Feeling dark & heavy; not light & bright

Feeling dark & heavy; not light & bright

For the past week or so I have not been feeling good. Everything feels awful. And despite running, swimming, meditating, doing yoga even having a drink with a friend, I can’t seem to shake it off. Life can feel so incredibly heavy sometimes. And what are you supposed to do when it does? I suppose it’s times like this that you are meant to really go into your feelings, and that’s easy to believe when you feel good. But what about when it feels far too overwhelming or confronting and you just frankly want to dig a hole and hide?

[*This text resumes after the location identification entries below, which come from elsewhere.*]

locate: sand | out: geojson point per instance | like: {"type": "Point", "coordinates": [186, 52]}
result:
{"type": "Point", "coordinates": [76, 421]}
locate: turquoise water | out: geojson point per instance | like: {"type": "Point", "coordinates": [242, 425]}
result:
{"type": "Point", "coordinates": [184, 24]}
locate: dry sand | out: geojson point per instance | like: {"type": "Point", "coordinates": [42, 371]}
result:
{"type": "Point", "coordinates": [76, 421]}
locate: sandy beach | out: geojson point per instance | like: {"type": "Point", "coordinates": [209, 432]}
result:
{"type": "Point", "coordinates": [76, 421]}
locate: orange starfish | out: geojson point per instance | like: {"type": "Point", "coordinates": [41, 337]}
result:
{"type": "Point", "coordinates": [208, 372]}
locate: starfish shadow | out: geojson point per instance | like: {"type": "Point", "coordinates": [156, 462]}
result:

It’s hard not to feel like a big old mope. I look at other people who are seemingly functioning, being happy and light and I feel like a different species, one which is about as heavy as a ton of bricks. I judge the heaviness and it feels shameful to me to feel bad. Like there is something inherently wrong with me, with who I am, with my nature, that I can’t just get it together and feel good.
It’s really hard to be seen by anyone when you feel bad. It feels like all your negative parts, all your shameful secrets
and weaknesses are on show. And when I feel like that I get very defensive and sensitive. In my head I tell myself everyone is laughing at me behind my back. Everything people say to me feels super heightened and sensitive. Neutral remarks become intense criticisms and positive support feels like pity. I know the truth is that everyone is really just in their own stuff and not really thinking about or judging me at all but again that is hard to believe when the cr@p feelings are dominating.
I’m a fairly impatient person so I love the idea of quick fixes and short cut solutions and getting over things quickly. But when you don’t feel good, being impatient with yourself and putting pressure on yourself to feel better doesn’t really seem to help. I don’t think there is a quick fix or fool-proof solution. What you need is probably going to be different to what someone else needs and old solutions that worked before may not work again.
Maybe it’s about learning to not judge the negative, heavy feelings so much. To accept them as part of life and not as a personal failing or a flaw in our character. To take the pressure off “getting through” them and instead, when they come up, to listen to them. To come to the feelings with an open heart and try to understand why you might be feeling this way and being open to what you need moment to moment. For me, I’ve noticed that often at the core of my heaviness is fear. And fear is a really vulnerable emotion. Rather than pressure to lighten up or to get over it, fear seems to really require gentleness and patience and tenderness. All of which are near impossible if you are angry or frustrated with yourself.
And so it all seems to come back to having compassion for yourself and learning to forgive and ultimately love yourself. But this shouldn’t sound like a pressure and it also isn’t something you should feel bad about if you find it hard. I think it’s ok to have to learn how to support ourselves, how to nurture and really care for ourselves, especially when we don’t feel good. And become aware of what you need and how your coping mechanisms may need to change.
I notice when I feel awful, I habitually separate myself from everyone around me. I talk less, I remove myself, I try and find more space alone. And for me, most of the time, this doesn’t really seem to help. Because it’s in those moments I really need people more and need to know that I can depend on the people around and I need to know that I can trust that there is love and support for me. But it’s not easy to change this behaviour so I need to start with baby steps. Being aware, noticing what happens and forgiving myself even if I don’t do the right thing.

It’s a process, this self love thing, and it’s ok because we have the time to learn.